Interesting conversation with H.o.p. tonight. We were sitting at the puters after he’d practiced piano (he is now taking piano) and H.o.p. says after a while, “What can I do to keep from floating up?”

Hmmm. Okey-dokey. “You feel like you’re going out of your body sometimes?”

“Yes. Going up. I float up above it.”

I could tell he was worried. “If you don’t want to go up there or want to bring yourself back down, you ground yourself.” I smiled reassuringly and took his hand. “Like this. You take hold of something and really feel it and that can ground you. Like the blanket on the back of your chair. You could take hold of that and feel its weave.”

I could tell he was relieved I didn’t flip out and that was instead grinning at him and holding his hand.
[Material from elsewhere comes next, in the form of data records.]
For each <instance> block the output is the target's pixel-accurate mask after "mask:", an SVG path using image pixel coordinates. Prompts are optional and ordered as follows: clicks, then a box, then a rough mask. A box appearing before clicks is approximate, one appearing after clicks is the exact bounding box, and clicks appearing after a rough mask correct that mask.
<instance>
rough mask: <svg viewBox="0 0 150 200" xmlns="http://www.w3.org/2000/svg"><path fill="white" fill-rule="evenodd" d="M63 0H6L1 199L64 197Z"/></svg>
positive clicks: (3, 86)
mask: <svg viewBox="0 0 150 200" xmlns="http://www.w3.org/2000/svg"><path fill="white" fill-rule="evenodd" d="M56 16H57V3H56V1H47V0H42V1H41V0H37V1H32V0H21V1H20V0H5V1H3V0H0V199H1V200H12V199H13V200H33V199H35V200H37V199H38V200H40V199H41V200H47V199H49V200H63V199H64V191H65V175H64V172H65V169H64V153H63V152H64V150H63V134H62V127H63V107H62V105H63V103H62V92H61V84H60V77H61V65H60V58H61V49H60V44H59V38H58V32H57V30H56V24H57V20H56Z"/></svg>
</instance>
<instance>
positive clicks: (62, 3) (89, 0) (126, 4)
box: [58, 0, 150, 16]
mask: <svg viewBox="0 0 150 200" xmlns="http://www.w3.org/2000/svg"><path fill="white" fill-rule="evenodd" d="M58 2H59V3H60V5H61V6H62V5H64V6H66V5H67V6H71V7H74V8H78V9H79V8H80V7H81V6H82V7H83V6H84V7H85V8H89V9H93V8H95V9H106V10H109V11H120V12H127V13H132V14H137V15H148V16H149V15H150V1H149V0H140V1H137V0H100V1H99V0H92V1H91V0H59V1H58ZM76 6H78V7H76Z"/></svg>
“You’ve done this before?” I asked.

“Yes. I can look down and see you.”

OBE isn’t uncommon. What it is exactly, no one quite knows, though science thinks they may have pinpointed a site in the brain that has something to do with it. And considering he’s dyslexic and that dyslexics (at least some) have the ability to holistically see (or imagine) things from different angles, and H.o.p.’s dyslexic, there’s the dyslexia to consider.

I remember the time I was 13 or so years old, maybe younger, and had one of my more peculiar, emphatic waking OBEs. I became so confused by it that I turned my coke upside down (thinking I was righting it) and poured coke all over the place. May have been just a matter of the dyslexia. In the same dyslexic vein, I have been walking through a store, stopped to look at an item, and turned to face an entirely different world, flipped backwards from what it was, which makes everything look very different and then I have to try to figure out how to get out of there. Usually closing my eyes a couple of times and taking several steps will reorient things back to what they were. But it can still throw you.

So this may be the dyslexia or whatever science now thinks might cause it…or maybe he is looking down and seeing me. Hey, you jeer but I’ve had some odd experiences too and am not going to tell H.o.p.

“Does it worry you?” I asked.

He shook his head yes. “I’m afraid I’m going to fall.”

“You’re not going to fall. OK?”

“OK.”

And hoping to further reassure I told him a number of people felt this, sometimes awake, sometimes sleeping.